DBA Admin: interview

Interconnect and RAC wait events:

The main difference to keep in mind when monitoring a RAC database versus a single-instance database is the buffer cache and its operation. In a RAC environment, the buffer cache is global across all instances in the cluster and hence the processing differs. When a process in a RAC database needs to modify or read data, Oracle will first check to see if it already exists in the local buffer cache. If the data is not in the local buffer cache the global buffer cache will be reviewed to see if another instance already has it in their buffer cache. In this case the remote instance will send the data to the local instance via the high-speed interconnect, thus avoiding a disk read.

Monitoring an Oracle RAC database often means monitoring this situation and the amount of requests going back and forth over the RAC interconnect. The most common wait events related to this are gc cr request and gc buffer busy (note that in Oracle RAC 9i and earlier these wait events were known as “global cache cr request”and “global cache buffer busy” wait events).

gc cr request

The gc cr request wait event specifies the time it takes to retrieve the data from the remote cache. In Oracle 9i and prior, gc cr request was known as global cache cr request. High wait times for this wait event often are because of:

RAC Traffic Using Slow Connection – typically RAC traffic should use a high-speed interconnect to transfer data between instances, however, sometimes Oracle may not pick the correct connection and instead route traffic over the slower public network. This will significantly increase the amount of wait time for the gc cr request event. The oradebug command can be used to verify which network is being used for RAC traffic:

Transact-SQL

SQL> oradebug setmypid

SQL> oradebug ipc

This will dump a trace file to the location specified by the user_dump_dest Oracle parameter containing information about the network and protocols being used for the RAC interconnect.

Inefficient Queries – poorly tuned queries will increase the amount of data blocks requested by an Oracle session. The more blocks requested typically means the more often a block will need to be read from a remote instance via the interconnect.

gc buffer busy acquire and gc buffer busy release

The gc buffer busy acquire and gc buffer busy release wait events specify the time the remote instance locally spends accessing the requested data block. In Oracle 11g you will see gc buffer busy acquire wait event when the global cache open request originated from the local instance and gc buffer busy release when the open request originated from a remote instance. In Oracle 10g these two wait events were represented in a single gc buffer busy wait, and in Oracle 9i and prior the “gc” was spelled out as “global cache” in the global cache buffer busy wait event. These wait events are all very similar to the buffer busy wait events in a single-instance database and are often the result of:

Hot Blocks – multiple sessions may be requesting a block that is either not in buffer cache or is in an incompatible mode. Deleting some of the hot rows and re-inserting them back into the table may alleviate the problem. Most of the time the rows will be placed into a different block and reduce contention on the block.
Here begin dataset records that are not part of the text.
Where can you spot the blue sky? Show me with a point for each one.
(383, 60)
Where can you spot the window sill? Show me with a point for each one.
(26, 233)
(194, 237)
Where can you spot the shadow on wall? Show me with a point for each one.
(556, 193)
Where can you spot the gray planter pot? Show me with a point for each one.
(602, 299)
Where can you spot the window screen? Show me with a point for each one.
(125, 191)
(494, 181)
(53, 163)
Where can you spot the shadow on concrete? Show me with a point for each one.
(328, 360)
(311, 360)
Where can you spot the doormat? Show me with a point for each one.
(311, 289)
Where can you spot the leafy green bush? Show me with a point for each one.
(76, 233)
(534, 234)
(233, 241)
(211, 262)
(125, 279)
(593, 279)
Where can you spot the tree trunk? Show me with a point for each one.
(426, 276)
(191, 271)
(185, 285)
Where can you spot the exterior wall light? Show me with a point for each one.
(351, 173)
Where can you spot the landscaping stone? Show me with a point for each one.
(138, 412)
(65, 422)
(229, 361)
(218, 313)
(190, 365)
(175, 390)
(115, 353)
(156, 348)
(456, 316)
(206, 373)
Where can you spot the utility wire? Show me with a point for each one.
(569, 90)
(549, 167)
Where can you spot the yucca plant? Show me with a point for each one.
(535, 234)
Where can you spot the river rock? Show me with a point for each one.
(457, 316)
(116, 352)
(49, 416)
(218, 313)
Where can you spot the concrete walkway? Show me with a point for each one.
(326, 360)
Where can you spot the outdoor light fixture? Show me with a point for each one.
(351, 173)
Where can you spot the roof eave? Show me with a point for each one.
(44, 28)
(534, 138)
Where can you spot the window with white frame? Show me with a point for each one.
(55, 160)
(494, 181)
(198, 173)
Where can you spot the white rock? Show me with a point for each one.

The DBA may also need to adjust the pctfree and/or pctused parameters for the table to ensure the rows are placed into a different block.

Inefficient Queries – as with the gc cr request wait event, the more blocks requested from the buffer cache the more likelihood of a session having to wait for other sessions. Tuning queries to access fewer blocks will often result in less contention for the same block.

Archive log deletion policy:

-------------------------------------------

CONFIGURE ARCHIVELOG DELETION POLICY

TO BACKED UP 2 TIMES TO 'SBT_TAPE';

The archive log deletion policy says the the logfiles have to be backed up for two times before they get deleted.

DBMS_SPM Package:

Disk space used by the SQL management base is regularly checked against a limit based on the size of the SYSAUX tablespace. By default, the limit for the SMB is no more than 10% of the size of the SYSAUX tablespace. The allowable range for this limit is between 1% and 50%. A weekly background process measures the total space occupied by the SMB, and when the defined limit is exceeded, the process will generate a warning that is written to the alert log. The alerts are generated weekly until either the SMB space limit is increased, the size of the SYSAUX tablespace is increased, or the disk space used by the SMB is decreased by purging SQL management objects (SQL plan baselines or SQL profiles).

To change the percentage limit, use the CONFIGURE procedure of the DBMS_SPM package:

BEGIN
  DBMS_SPM.CONFIGURE(
    'space_budget_percent',30);
END;
/

In this example, the space limit is changed to 30%. To learn about additional parameters used by the CONFIGURE procedure.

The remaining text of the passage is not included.